Diabetes mellitus is one of the risk factors for delayed gastric emptying. In our study group, eight patients had diabetes mellitus for > 10 years. But the gastric volume was observed to be < 1.5 ml/kg in all of them. Some studies also found no association between gastric volume and diabetes [22, 23]. However, Sabry et al. [24] observed that the antral cross-section and predicted gastric volume was higher in diabetic patients as compared to non-diabetic patients in semi-sitting and also in right lateral position and a positive correlation was observed between aspirated volume from the nasogastric tube and antral cross-sectional area in both supine and right lateral position.
A reduction in motor activity of the stomach, small intestine, and colon has been reported in hypothyroid patients, causing a significant reduction in gastric emptying. There were five patients among our total study group who were hypothyroid for more than 4 months, and GRV was observed to < 1.5 ml/kg. Although a study conducted by Yaylali et al. determined that there was delayed esophageal emptying and the esophageal transit time was extended (50.5 s) in a hypothyroid patient [9].
Kaufman et al. analyzed the role of opiate receptors in the regulation of colonic transit. It was observed that morphine caused slower filling at 2 h, with increased retention at 44 h as compared with saline [12]. In our study, one patient had a history of chronic use of morphine with a gastric volume of < 1.5 ml/kg.

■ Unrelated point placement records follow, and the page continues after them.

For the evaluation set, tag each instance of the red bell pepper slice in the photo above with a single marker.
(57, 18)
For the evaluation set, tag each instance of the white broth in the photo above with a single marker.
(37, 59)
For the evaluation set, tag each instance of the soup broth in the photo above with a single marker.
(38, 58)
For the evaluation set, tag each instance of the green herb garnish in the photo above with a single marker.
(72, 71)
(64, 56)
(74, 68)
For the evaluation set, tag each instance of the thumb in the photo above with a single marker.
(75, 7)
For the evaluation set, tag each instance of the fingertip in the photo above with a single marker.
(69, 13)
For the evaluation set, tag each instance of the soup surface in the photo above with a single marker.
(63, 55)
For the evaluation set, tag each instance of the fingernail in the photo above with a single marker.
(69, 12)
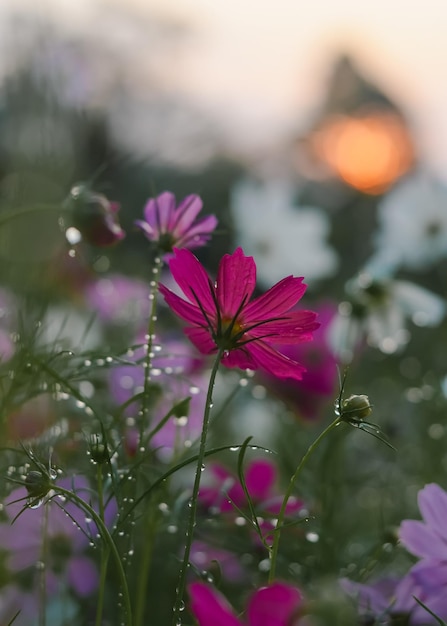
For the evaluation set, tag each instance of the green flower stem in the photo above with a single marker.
(110, 544)
(282, 512)
(156, 270)
(42, 573)
(143, 574)
(104, 553)
(195, 493)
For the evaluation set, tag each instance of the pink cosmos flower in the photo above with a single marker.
(221, 317)
(174, 226)
(309, 397)
(276, 605)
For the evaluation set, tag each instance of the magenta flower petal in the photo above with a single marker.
(192, 279)
(236, 280)
(158, 211)
(260, 478)
(172, 226)
(432, 500)
(199, 233)
(183, 309)
(241, 359)
(273, 361)
(277, 300)
(296, 328)
(186, 213)
(201, 339)
(209, 607)
(419, 539)
(224, 320)
(274, 606)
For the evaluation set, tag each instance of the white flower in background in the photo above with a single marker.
(69, 329)
(283, 238)
(377, 310)
(413, 226)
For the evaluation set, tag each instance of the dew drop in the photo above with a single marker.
(34, 503)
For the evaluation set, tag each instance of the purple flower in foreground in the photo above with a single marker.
(276, 605)
(225, 491)
(65, 541)
(169, 225)
(221, 315)
(179, 372)
(427, 539)
(391, 601)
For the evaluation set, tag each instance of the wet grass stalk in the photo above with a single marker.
(290, 488)
(179, 602)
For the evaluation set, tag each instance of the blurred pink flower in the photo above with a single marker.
(171, 226)
(180, 372)
(275, 605)
(221, 316)
(66, 541)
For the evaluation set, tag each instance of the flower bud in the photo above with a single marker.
(94, 216)
(98, 449)
(356, 407)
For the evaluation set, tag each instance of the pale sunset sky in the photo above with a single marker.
(261, 66)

The number of patients on chronic opioid medicines in our sample size is insufficient to make a statistical inference.
Other risk factors for delayed gastric emptying are duodenal ulcer, post-pylorus preserving pancreaticoduodenectomy, Parkinson’s disease, and patient on drugs such as tapentadol, oxycodone, and amitriptyline. Many reports have determined a positive correlation between the above-mentioned risk factors and delayed gastric emptying [7, 8, 10, 11, 13].

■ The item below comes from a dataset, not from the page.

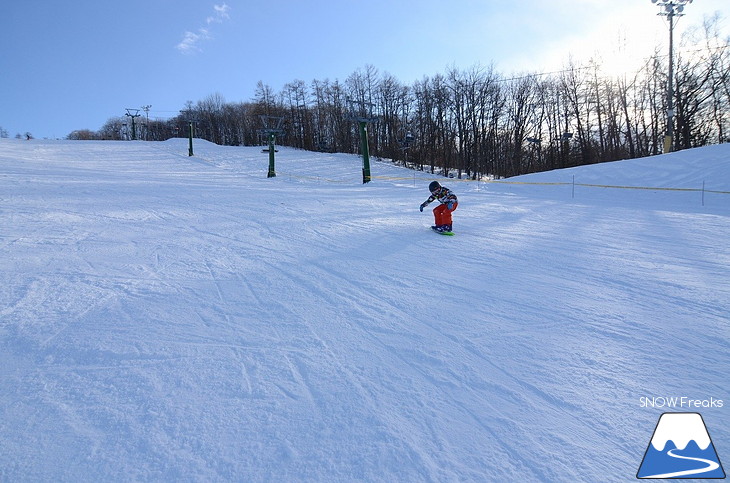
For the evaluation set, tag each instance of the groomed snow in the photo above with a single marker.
(175, 318)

There were some limitations in this study. We did not measure the CSA in the right lateral position which is most sensitive for picking up gastric volume. Further research is required in larger groups or groups with specific risk factors to determine any significant association with gastric residual volume. The current fasting guidelines are adequate for elective surgeries, but the group with risk factors for gastroparesis needs to be studied to find a significant association with increased gastric residual volume.
Conclusion
Ultrasound assessment of preoperative gastric volume is an effective screening tool in patients and can become a standard of care, especially in patients prone to gastroparesis, as it would certainly help to determine individual risk and subsequent prophylactic strategy. Even though for elective surgeries the current fasting guidelines are adequate, these findings cannot be extrapolated to patients with risk factors for high gastric residual volume where further studies need to be performed.